Ben bu adamın benim sırrımı nasıl keşfettiğini anlamaya çalışırken annem rahatsız edici bir itirafta bulundu. Benim kuirliğim yıllardır ailenin ağzına sakız olmuştu zaten. Dayım fotoğraflardan konuyu açmış olsa da dedikoduların ve yapılması gerekenlerin tek sorumlusu fotoğraflar değildi. Dayım benim rızam olmadan kuirliğimi herkese duyurma haddini kendinde görüp kuirliğime çözüm olarak evliliği göstermeden yıllar önce kuir olduğumu söylediğim annem, “Üzüleceğini bildiğim için sana söylemedim,” dedi.

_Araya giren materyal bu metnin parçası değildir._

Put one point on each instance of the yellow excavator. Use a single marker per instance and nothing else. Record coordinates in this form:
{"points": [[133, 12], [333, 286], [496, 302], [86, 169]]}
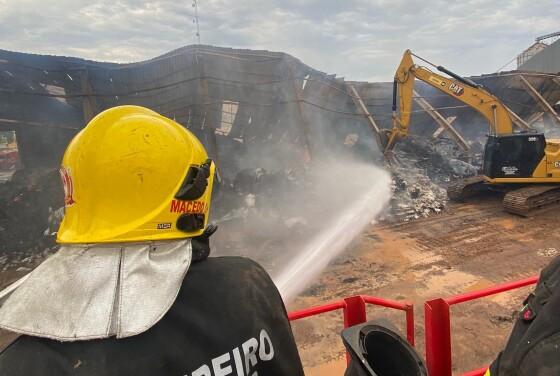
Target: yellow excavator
{"points": [[523, 164]]}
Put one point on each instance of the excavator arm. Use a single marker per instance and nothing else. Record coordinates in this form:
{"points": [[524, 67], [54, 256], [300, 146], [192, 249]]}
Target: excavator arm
{"points": [[462, 89]]}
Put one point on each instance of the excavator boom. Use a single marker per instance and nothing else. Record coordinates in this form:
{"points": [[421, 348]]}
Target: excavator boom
{"points": [[463, 89]]}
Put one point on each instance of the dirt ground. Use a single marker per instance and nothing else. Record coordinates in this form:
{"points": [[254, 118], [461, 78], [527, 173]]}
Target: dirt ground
{"points": [[468, 247]]}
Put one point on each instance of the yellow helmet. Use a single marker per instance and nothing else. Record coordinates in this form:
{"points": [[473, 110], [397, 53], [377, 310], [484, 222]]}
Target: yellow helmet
{"points": [[131, 175]]}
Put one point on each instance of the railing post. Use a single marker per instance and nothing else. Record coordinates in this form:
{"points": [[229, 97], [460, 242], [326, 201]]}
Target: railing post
{"points": [[410, 324], [355, 312], [438, 337]]}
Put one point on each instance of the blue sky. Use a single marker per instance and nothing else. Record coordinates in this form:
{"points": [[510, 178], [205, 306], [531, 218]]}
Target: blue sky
{"points": [[357, 39]]}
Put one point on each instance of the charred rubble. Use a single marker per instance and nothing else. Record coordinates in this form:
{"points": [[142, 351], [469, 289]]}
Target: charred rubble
{"points": [[269, 122]]}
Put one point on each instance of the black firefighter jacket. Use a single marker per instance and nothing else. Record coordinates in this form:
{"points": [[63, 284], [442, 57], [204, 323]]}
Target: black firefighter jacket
{"points": [[228, 319]]}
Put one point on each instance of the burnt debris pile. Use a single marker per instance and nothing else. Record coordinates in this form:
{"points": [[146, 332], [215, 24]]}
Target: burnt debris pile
{"points": [[280, 132]]}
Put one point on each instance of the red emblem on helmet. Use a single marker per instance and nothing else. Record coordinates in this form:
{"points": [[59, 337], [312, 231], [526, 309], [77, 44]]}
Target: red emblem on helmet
{"points": [[68, 186]]}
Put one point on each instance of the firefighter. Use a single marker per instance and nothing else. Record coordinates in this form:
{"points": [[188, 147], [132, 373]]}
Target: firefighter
{"points": [[131, 290]]}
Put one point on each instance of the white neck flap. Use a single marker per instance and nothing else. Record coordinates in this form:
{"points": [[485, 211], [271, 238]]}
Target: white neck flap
{"points": [[97, 291]]}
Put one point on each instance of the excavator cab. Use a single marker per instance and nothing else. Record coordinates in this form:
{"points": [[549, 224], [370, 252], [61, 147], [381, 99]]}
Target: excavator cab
{"points": [[515, 155], [376, 349]]}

Her kötü hikâyenin bir başlangıcı vardır. Benimki şöyle başladı. İlk defa bir kadınla çıkmaya başladığımda 19 yaşındaydım. O benim için mükemmelliğin tanımıydı. Uzun lafın kısası iki yaz boyunca bulutların üzerinde gezdim. Genç olmanın ve aşkın verdiği coşkuya kapılarak kuzenime kuir olduğumu söyledim. Kuzenim duyduklarını şaşkınlıkla – ya da neşeyle – karşıladı. Bana açık bir düşmanlıkla ya da suçlayıcı bir şekilde yaklaşmadı.

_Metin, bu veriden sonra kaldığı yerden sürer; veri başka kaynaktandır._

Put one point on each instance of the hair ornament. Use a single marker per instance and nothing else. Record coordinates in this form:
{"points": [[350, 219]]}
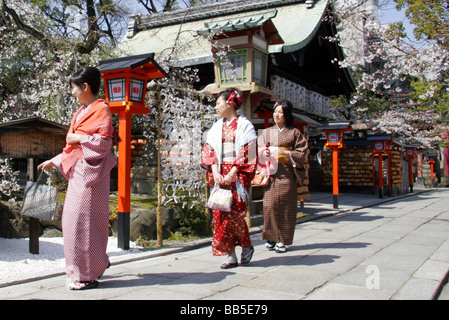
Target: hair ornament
{"points": [[234, 95]]}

O zaman o kadarı bana yeterli gelmişti. Şimdikinden çok gençtim, daha saftım, üniversiteye başlayalı daha 1 yıl anca olmuştu, kuir olduğumu kimseye söylememiştim ve görünmez olduğum bu heteronormatif dünyada kuir hayatımı nasıl sürdüreceğimi çözmeye çalışıyordum. Kuir biri olarak görülmeyi istememin altında kuirliğimi onaylatma arzusu yatıyordu aslında ve bu onaylanmayı da yakın birinden görmek istiyordum.
O zamanlar yakınlıktan anladığım şeyin ne kadar yanlış olduğunu görüyorum şimdi. Hayatı sınırlarda yaşarken yakınlık anlayışınız kırılgan olabilir – size göre herkes potansiyel yabancıdır. Sonsuz, değişmez bir gücüm olsun isteseydim eğer sağduyunun gücüne, ilim irfana sahip olmak isterdim. Kuzenime kuir olduğumu söyleyerek aslında anne tarafımdaki bütün akrabalarıma kendimi ifşa ettiğimin farkına varabilseydim keşke. Keşke bunların hiç istemediğim bir şekilde aşağılanmayı da beraberinde getireceğini bilebilseydim.
Kuir olduğumu bilen kuzenimin annesi, akrabaların bir araya geldiği benim olmadığım bir zamanda kuir olduğumu herkese söylemiş. O zamandan beri de sülalenin bitmek bilmeyen dedikodu malzemesi ben olmuşum. Herkes benim ne olduğumu konuşuyor, keşke böyle olmasa diyor ya da ileride böyle olmaktan vazgeçeceğimi umuyormuş. Herkes benim kuirliğimi – şefkatle yaklaştığım o parçamı, benliğimin bana ilham veren parçasını, varlığına şükretmeyi öğrendiğim parçamı ya görmezden geliyor ya da kınıyor.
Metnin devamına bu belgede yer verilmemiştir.